The View From 1776
Friday, October 22, 2010
Pot Calls The Kettle Black
NPR, the liberal-progressive-socialist propaganda forum, has a double standard for its news analysts. Liberal-progressive-socialists may voice any opinions without concern for their future employment at NPR, so long as those opinions condemn or disparage traditionalists who adhere to the ethos of our nation’s founding generations.
In his Best of the Web Today column in the October 22, 2010, edition of the Wall Street Journal, James Taranto highlights the stark contrast between NPR management’s treatment of Juan Williams and Nina Totenberg.
Totenberg, it will be recalled, led the media propaganda assault on judge Clarence Thomas during the Senate committee hearings regarding his appointment to the Supreme Court.
Standards and Practices
Why does NPR still employ Nina Totenberg?
By JAMES TARANTO
In its furious effort to explain its firing of Juan Williams, National Public Radio has opened itself to scrutiny and raised further questions about its “standards and practices.” The network’s own website reports that NPR CEO Vivian Schiller “on Thursday said that Williams should have kept his feelings about Muslims between himself, ‘his psychiatrist or his publicist’—a comment she later said she regretted. ‘I spoke hastily and I apologize to Juan and others for my thoughtless remark,’ Schiller said in a statement released by NPR.”
No word on whether others accept her apology. As far as we know, however, she still is employed, notwithstanding this ugly comment.

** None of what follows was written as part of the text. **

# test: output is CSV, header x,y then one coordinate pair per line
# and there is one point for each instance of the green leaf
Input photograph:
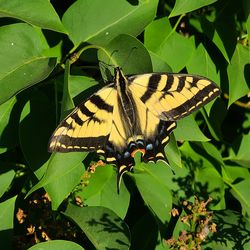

Fox News, Williams’s remaining employer, has posted on its website the internal memo from Schiller to NPR Staff. Schiller says that as a “news analyst,” Williams was expected to fill “a very different role than that of a commentator or columnist”:
News analysts may not take personal public positions on controversial issues; doing so undermines their credibility as analysts, and that’s what’s happened in this situation.
Yet NPR.org reported yesterday that Williams’s “status was earlier shifted from staff correspondent to analyst after he took clear-cut positions about public policy on television and in newspaper opinion pieces.” There is, to say the least, considerable ambiguity as to what NPR expects of a “news analyst.”
Schiller goes on to say that the network has long viewed Williams as a problem:
This isn’t the first time we have had serious concerns about some of Juan’s public comments. Despite many conversations and warnings over the years, Juan has continued to violate this principal [sic].